建物設備と大規模修繕応用問題
築30年の分譲マンションで大規模修繕工事(外壁・防水)を実施中に、バルコニーの床スラブに想定外のひび割れと鉄筋の腐食(爆裂)が多数発見された。この場合に生じる問題として最も適切な記述はどれか。
A.爆裂の補修は仕上げ材の塗り替えで対応できるため、工事費用は当初見積りとほぼ変わらない
✗ 爆裂(鉄筋腐食による躯体損傷)の補修は高額になるケースが多く、仕上げ材の塗り替えだけでは対応できません。
B.当初の設計・工事費用の見直しが必要となり、修繕積立金の不足が生じる可能性があるため、追加徴収や借入れの検討が必要になる場合がある← 正解
✓ 正解です。想定外の躯体損傷が発見されると追加工事費が発生し、修繕積立金が不足する可能性があるため、区分所有者からの追加徴収や金融機関からの借入れ検討が必要となります。

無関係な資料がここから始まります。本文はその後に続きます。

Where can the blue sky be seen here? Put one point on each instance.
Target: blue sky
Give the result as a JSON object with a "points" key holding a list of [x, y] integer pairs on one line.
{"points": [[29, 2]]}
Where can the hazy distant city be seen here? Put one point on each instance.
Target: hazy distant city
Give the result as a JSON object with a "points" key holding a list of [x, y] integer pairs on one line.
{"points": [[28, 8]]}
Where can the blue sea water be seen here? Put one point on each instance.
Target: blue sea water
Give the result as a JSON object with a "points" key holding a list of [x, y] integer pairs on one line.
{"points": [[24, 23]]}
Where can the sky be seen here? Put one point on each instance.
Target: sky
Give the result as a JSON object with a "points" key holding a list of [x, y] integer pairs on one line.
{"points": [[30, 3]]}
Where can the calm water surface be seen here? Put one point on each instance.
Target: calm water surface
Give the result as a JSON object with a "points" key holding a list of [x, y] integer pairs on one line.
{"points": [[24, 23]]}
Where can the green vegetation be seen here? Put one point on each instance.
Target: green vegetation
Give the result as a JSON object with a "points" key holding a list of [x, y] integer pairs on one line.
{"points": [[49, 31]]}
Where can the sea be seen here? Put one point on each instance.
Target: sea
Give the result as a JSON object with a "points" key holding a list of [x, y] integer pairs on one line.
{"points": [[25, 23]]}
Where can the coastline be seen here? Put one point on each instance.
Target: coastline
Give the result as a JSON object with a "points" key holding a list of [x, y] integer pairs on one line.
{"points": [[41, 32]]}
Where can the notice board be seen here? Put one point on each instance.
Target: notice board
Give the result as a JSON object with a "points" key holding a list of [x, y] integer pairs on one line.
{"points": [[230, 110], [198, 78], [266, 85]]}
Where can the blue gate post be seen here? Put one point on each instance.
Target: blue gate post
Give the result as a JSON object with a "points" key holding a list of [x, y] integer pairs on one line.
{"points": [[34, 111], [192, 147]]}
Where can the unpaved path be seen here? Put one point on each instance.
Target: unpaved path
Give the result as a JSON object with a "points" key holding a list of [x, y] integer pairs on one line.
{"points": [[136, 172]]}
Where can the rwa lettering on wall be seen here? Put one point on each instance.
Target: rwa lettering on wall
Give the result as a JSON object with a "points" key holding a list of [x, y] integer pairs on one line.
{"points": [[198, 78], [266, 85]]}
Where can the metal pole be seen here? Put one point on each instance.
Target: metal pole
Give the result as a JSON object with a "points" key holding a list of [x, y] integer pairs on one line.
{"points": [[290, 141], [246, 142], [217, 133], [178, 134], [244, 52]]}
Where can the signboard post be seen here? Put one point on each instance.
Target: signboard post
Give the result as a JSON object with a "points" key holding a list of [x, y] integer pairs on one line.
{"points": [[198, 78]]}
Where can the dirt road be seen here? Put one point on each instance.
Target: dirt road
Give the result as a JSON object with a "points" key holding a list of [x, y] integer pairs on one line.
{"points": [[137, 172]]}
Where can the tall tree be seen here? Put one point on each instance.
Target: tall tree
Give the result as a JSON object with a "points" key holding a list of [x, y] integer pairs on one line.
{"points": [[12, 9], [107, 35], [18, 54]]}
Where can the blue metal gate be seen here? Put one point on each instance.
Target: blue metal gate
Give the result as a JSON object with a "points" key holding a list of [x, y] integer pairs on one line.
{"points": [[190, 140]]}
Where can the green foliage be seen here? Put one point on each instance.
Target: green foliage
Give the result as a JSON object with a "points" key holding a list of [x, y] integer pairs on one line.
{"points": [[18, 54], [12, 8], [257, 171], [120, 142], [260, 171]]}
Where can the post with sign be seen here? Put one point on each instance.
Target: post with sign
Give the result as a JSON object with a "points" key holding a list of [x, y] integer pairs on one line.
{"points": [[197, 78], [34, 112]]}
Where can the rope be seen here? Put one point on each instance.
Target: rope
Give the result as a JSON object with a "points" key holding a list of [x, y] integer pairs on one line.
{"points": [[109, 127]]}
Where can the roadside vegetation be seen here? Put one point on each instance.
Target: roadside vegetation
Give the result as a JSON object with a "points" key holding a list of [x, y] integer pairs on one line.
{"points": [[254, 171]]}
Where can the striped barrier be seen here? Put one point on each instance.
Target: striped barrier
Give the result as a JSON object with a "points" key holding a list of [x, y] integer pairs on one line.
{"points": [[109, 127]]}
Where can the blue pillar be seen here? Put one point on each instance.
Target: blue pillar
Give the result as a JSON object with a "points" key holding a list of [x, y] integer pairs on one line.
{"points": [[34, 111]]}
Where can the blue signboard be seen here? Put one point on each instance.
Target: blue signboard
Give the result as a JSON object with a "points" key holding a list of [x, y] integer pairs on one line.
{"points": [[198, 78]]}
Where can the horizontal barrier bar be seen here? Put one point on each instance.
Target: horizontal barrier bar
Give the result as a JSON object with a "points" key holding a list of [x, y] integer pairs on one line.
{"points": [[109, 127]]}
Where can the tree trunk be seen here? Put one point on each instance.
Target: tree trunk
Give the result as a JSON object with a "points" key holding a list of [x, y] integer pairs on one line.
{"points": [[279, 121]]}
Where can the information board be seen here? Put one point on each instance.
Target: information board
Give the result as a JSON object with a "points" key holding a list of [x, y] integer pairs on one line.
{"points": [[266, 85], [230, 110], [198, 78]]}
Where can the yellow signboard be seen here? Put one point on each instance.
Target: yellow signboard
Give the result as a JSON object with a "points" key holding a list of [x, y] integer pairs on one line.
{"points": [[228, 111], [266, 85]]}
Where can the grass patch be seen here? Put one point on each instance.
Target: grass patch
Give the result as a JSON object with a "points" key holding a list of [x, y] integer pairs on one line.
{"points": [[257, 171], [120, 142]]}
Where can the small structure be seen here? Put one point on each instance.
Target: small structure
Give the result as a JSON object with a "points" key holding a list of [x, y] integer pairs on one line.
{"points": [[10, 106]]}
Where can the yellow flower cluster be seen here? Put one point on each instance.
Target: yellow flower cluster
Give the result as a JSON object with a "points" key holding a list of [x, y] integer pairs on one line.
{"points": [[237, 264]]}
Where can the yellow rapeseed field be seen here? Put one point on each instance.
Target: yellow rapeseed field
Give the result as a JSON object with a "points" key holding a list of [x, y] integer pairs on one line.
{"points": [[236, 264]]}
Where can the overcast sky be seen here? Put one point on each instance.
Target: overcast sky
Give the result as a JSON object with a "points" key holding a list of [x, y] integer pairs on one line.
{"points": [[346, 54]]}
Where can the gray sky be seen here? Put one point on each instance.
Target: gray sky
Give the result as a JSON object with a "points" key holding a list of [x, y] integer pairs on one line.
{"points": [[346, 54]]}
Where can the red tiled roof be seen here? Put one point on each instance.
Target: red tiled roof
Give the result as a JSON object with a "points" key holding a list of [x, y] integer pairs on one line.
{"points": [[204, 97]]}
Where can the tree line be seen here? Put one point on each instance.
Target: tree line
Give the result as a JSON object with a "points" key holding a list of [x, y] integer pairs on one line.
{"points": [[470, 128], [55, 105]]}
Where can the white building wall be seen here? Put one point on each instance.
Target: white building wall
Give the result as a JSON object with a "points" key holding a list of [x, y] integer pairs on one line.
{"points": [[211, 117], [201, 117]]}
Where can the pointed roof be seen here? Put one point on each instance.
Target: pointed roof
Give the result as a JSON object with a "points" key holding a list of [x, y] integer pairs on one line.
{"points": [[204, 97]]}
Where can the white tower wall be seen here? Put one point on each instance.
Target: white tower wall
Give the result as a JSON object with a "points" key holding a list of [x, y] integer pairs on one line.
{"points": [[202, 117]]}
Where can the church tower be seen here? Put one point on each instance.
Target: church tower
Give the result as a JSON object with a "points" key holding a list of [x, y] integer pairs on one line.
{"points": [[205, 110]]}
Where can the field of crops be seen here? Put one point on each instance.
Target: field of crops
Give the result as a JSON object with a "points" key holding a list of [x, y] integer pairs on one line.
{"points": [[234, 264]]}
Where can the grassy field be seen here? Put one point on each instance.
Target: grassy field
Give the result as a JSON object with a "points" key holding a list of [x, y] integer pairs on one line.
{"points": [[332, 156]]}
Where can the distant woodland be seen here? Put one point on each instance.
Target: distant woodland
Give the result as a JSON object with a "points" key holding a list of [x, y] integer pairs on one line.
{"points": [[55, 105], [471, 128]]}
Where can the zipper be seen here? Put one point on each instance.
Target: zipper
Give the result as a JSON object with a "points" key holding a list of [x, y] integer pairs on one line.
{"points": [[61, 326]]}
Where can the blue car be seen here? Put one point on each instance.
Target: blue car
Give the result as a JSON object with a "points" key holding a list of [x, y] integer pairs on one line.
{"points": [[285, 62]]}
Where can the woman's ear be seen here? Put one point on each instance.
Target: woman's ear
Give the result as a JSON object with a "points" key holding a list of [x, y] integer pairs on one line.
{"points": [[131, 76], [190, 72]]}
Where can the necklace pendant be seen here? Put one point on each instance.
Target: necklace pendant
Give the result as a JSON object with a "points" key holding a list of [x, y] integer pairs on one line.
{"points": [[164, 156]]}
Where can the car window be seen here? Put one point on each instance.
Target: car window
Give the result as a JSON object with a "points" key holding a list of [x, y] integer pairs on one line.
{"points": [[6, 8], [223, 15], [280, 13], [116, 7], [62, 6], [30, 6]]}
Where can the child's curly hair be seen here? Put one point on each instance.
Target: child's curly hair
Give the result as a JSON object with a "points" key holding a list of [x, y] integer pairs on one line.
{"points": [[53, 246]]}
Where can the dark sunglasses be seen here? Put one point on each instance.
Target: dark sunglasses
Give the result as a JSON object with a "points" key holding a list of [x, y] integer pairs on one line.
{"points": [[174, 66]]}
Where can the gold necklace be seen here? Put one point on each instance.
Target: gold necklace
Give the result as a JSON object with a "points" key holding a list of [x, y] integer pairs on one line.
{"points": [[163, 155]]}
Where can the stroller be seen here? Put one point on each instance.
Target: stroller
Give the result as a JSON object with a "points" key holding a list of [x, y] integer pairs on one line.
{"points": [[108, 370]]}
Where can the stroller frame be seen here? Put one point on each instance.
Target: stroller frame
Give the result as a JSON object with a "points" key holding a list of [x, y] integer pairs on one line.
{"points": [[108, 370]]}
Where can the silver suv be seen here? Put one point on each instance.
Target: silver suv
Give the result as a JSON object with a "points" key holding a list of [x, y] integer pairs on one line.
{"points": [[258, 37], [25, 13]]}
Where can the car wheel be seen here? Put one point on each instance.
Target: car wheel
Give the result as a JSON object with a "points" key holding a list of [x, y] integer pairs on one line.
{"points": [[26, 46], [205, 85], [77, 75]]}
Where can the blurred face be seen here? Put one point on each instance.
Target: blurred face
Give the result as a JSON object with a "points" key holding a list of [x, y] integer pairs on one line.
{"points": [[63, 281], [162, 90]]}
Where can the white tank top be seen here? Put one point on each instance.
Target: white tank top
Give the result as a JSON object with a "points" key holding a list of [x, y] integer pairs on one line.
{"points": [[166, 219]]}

C.爆裂補修は区分所有者個人の専用使用部分の問題であるため、各区分所有者が自費で補修する
✗ バルコニーの床スラブは共用部分(構造躯体)であるため、補修費用は管理組合が負担するのが原則です。
D.大規模修繕工事中に発見された不具合は、施工会社が無償で補修する義務がある
✗ 施工会社は当初の契約範囲内での施工義務を負いますが、想定外の既存劣化の補修を無償で行う義務はありません。